There, Bosnian Serbs rowdily mobbed a group marking the reconstruction of a famous mosque and chased UN mission head Jacques Klein and other top diplomats into the Islamic Community Centre. Klein barred the doors and waited it out until police gained the upper hand. It was tense, and it required force, at the risk of further conflict.

Healthy signs

According to the UN Mission based in Sarajevo, much is improving. The number of police is dropping as planned – from a wartime level of 40,000 toward the peacetime expectation of 16,500 – and some baddies have been weeded from the force.

At least ten officers were fired last year on "grounded suspicion" that they committed crimes against humanity as concentration camp officials during the war.

As important, the character of policing is on the mend. Local forces that divided along ethnic lines during the war, when policing and military duties often blended, are moving back toward more traditional formations and peacetime roles. Bosnian policing, some of it at least, is acquiring a more European feel, thanks to better laws and training.

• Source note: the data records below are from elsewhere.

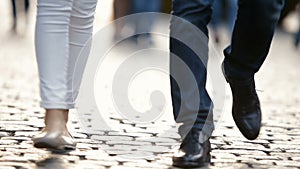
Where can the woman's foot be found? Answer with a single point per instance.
(55, 135)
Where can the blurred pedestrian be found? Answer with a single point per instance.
(251, 38)
(14, 11)
(127, 7)
(221, 8)
(120, 9)
(142, 25)
(62, 30)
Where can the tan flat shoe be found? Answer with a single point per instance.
(55, 140)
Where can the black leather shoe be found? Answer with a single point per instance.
(246, 110)
(192, 153)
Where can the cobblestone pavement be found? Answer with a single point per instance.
(278, 145)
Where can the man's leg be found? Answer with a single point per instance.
(192, 105)
(252, 36)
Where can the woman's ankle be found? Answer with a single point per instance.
(56, 118)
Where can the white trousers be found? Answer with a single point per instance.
(63, 28)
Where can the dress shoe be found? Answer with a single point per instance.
(54, 140)
(246, 110)
(192, 153)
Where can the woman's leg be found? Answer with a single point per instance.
(52, 50)
(80, 31)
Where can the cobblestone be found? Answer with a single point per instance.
(278, 145)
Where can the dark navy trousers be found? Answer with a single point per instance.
(250, 43)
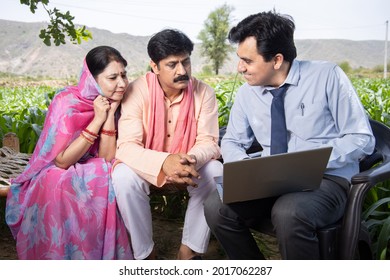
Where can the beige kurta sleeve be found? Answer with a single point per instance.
(132, 129)
(206, 114)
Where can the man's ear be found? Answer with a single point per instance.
(278, 61)
(154, 67)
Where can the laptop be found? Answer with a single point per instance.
(273, 175)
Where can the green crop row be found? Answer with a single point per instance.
(23, 110)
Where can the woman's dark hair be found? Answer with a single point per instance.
(274, 34)
(168, 42)
(98, 58)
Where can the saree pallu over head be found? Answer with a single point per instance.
(71, 213)
(186, 129)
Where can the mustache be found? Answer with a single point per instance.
(181, 78)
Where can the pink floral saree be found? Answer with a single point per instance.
(55, 213)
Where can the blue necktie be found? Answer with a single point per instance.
(278, 121)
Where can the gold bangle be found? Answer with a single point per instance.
(86, 138)
(91, 133)
(108, 132)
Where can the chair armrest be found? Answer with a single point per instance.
(374, 175)
(361, 183)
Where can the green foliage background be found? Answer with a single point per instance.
(23, 110)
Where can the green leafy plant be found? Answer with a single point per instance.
(23, 111)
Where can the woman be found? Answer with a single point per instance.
(63, 205)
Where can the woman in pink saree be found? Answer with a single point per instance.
(63, 205)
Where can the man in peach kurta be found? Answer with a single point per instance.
(168, 134)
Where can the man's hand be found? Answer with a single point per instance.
(180, 169)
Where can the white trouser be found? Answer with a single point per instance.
(132, 195)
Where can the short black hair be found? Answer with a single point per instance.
(274, 34)
(168, 42)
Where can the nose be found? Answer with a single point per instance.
(240, 66)
(181, 69)
(122, 81)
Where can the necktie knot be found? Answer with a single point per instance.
(278, 121)
(278, 92)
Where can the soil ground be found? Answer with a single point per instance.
(167, 235)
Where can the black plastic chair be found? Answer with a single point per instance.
(348, 238)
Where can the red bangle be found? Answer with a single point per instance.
(90, 141)
(91, 133)
(108, 132)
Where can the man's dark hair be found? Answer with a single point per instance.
(98, 58)
(274, 34)
(168, 42)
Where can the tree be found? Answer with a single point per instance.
(214, 35)
(60, 26)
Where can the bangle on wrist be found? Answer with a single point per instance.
(108, 132)
(93, 135)
(86, 138)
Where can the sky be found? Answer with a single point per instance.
(314, 19)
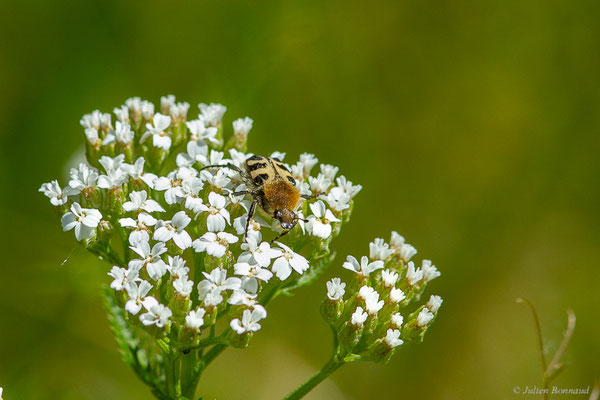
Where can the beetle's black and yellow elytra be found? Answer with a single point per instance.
(272, 187)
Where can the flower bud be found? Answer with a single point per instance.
(331, 310)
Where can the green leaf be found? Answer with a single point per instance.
(129, 345)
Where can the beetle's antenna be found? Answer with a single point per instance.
(230, 166)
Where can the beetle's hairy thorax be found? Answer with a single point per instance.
(280, 195)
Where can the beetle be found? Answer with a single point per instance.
(272, 187)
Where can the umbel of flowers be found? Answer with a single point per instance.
(190, 275)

UN Secretary General Kofi Annan, reporting to the Security Council in November 2001, noted that funding has been too slow for Bosnia's border guards but that the International Monetary Fund will refocus its efforts to shore them up.

The challenge is not just on the ground, between rival neighbours. It is up way above, in the comfort and detachment of carpeted bureaucratic offices. The police of Bosnia and Herzegovina rely on international organisations, distracted by more pressing hot wars, to act as fast as they promise. It will be the EU's task, taking over from Annan's watch, to make sure it happens.